No, we couldn’t. Not enough money, not enough influence.
However, what is to stop several very wealthy, very powerful corporations from doing exactly what my little group of drinking buddies wanted to do? Could Exxon Mobil, General Motors, Ford Motor, General Electric, Chevron Texaco, IBM, and Hewlett-Packard*** get together and form their own small, heavily indusrialized nation, and (importantly) be governed only by whatever laws they, themselves, enacted-- possibly doing away with those pesky Workers’ Rights laws, envrionmental mandates, and income taxes?
***[sub] names randomly collected from Fortune.com’s Top 20 list[/sub]
Thanks for the help, Shagnasty. That was a very interesting column and thread (especially the bits about Sealand).
Still, though, those mostly concern Joe Blow and his Merry Men, who don’t have serious money, influence with world leaders, and a large team of lawyers. Someone in the thread you linked to said that it’s better to stage a takeover with a clipboard than with a rifle, and that’s pretty much what I’m asking – if those with some of the biggest clipboards in the world wanted to do it, could they? And could they be successful at it?

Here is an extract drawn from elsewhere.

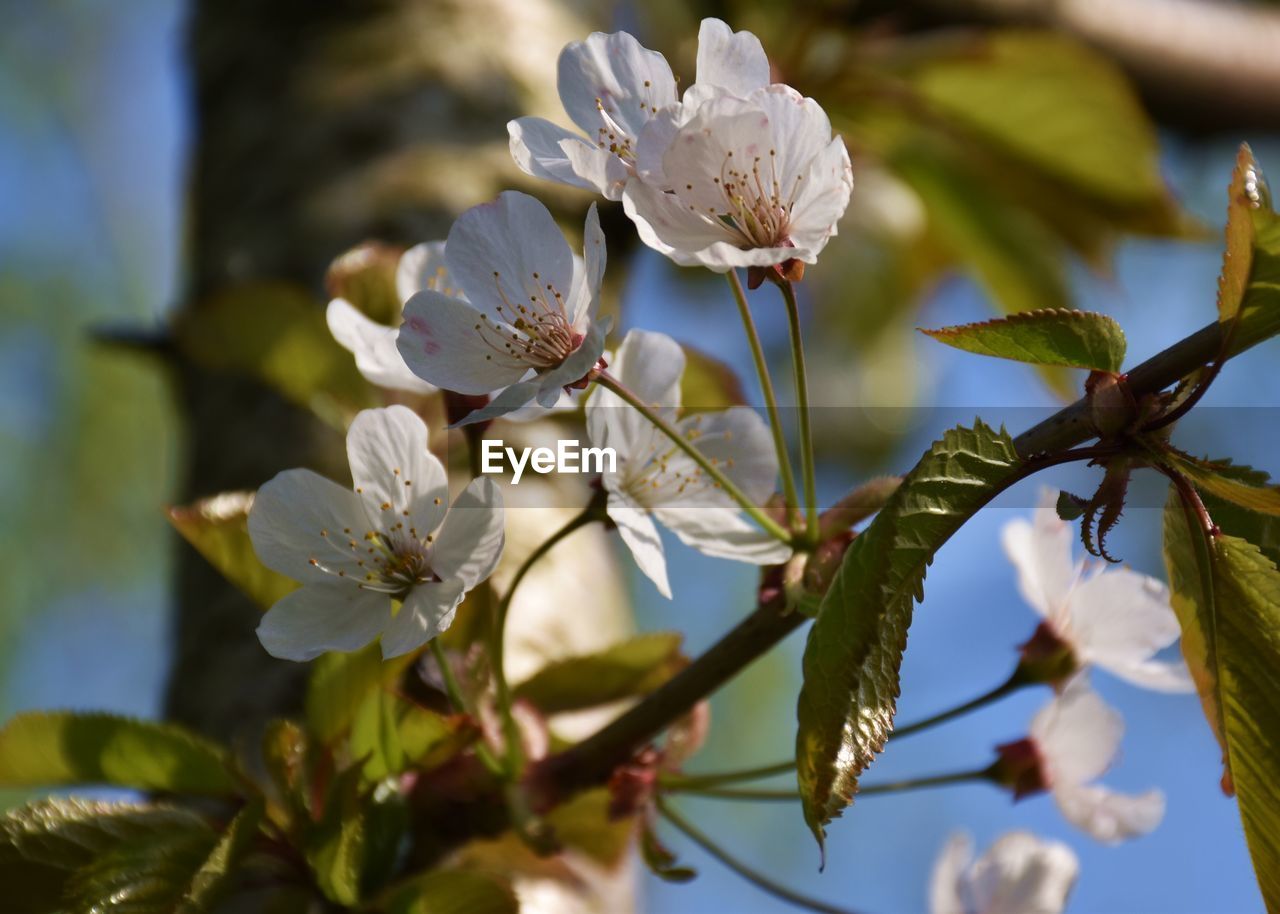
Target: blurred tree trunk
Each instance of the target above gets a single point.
(314, 128)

If they could, why haven’t they tried it yet (though that gets into Great Debates territiory, I think)?
(1) Pretty much all the land on Earth is part of an existing country’s territory (except for Antarctica, for which countries have agreed to suspend any territorial claims). So you’d have to get the country that claimed your territory to give up its claim in your favour.
(2) You’d need to get other countries to accept your status as a country, so thatr theyt recognise your ability to enact laws, issue passports, collect taxes, etc.
Without other countries recognising you as a country, as soon as you do something that offends them enough, they’ll send in their police and/or military to enforce your laws. So you need enough military strength to make that not worth their while.
The best way to do it would be to buy/bribe the government of some existing third-world country, and use that country as your base for economic world domination. If your program was to industrialise the country, and spread a bit of the wealth among the general population, you’d probably get popular support for the venture as well.